I’ve never understood why tracking how many words you write a day is so significant. Rather than helping me, monitoring word count or hours worked per day is a hindrance to my motivation. I prefer to start each day with a plan that produces predetermined goals. Each day should move you closer to the end result, the completion of your book.

Thought One: Make a Plan. You’ve heard the terms “Plotter” (someone who outlines every detail of their story before they begin writing) and “Pantser” (someone who lets the story flow as it may). I’m somewhere in the middle. Each day I make a goal. “I will finish editing Chapter 1” or “I will write the first scene of Chapter 16.” It may take me hours to complete my goal, but I don’t stop until I’ve finished. Be careful about your goal. Is it too much to bite off for one session of writing? Set yourself up for success!

Thought Two: Save some for the next day. You’ve accomplished your daily goal and it is oh so tempting to keep going.  That’s fine for your first draft. Approaching your editing sessions on advanced drafts takes a thoughtful plan. The idea is to keep yourself motivated, so you can reach your end goal.
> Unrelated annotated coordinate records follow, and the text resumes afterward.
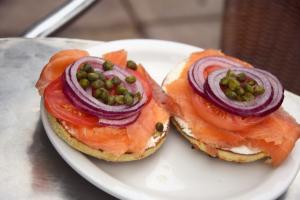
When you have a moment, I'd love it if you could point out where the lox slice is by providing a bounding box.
[35,49,89,95]
[165,50,300,166]
[42,50,169,156]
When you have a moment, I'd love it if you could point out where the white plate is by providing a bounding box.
[41,40,300,200]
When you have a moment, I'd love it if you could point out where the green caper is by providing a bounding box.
[88,72,99,81]
[226,70,236,78]
[125,76,136,84]
[228,78,240,90]
[105,79,114,90]
[79,78,90,89]
[116,85,128,94]
[242,92,255,101]
[236,72,246,82]
[91,79,104,89]
[225,89,237,99]
[244,83,254,94]
[100,88,109,103]
[235,87,245,95]
[111,76,121,85]
[126,60,137,70]
[82,63,94,73]
[235,95,243,101]
[115,95,124,105]
[220,77,229,86]
[107,95,115,106]
[93,88,102,99]
[103,61,114,71]
[254,85,265,95]
[76,71,87,80]
[247,79,256,86]
[124,93,133,106]
[133,92,142,101]
[95,72,106,81]
[155,122,164,132]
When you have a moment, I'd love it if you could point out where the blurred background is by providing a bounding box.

Thought Three: If you’re not in the mood to write, do something else constructive.  Research is a big part of the writing process.  Writing drafts of the back cover blurb or synopsis is another option. Sometimes when the creative juices aren’t flowing, I take the opportunity to flow out my plot and subplots.

Final Thought: Sticking to your daily goals is an important part of developing the writing craft. They are an agreement you make with the creative you. Always keep the promises you make to yourself.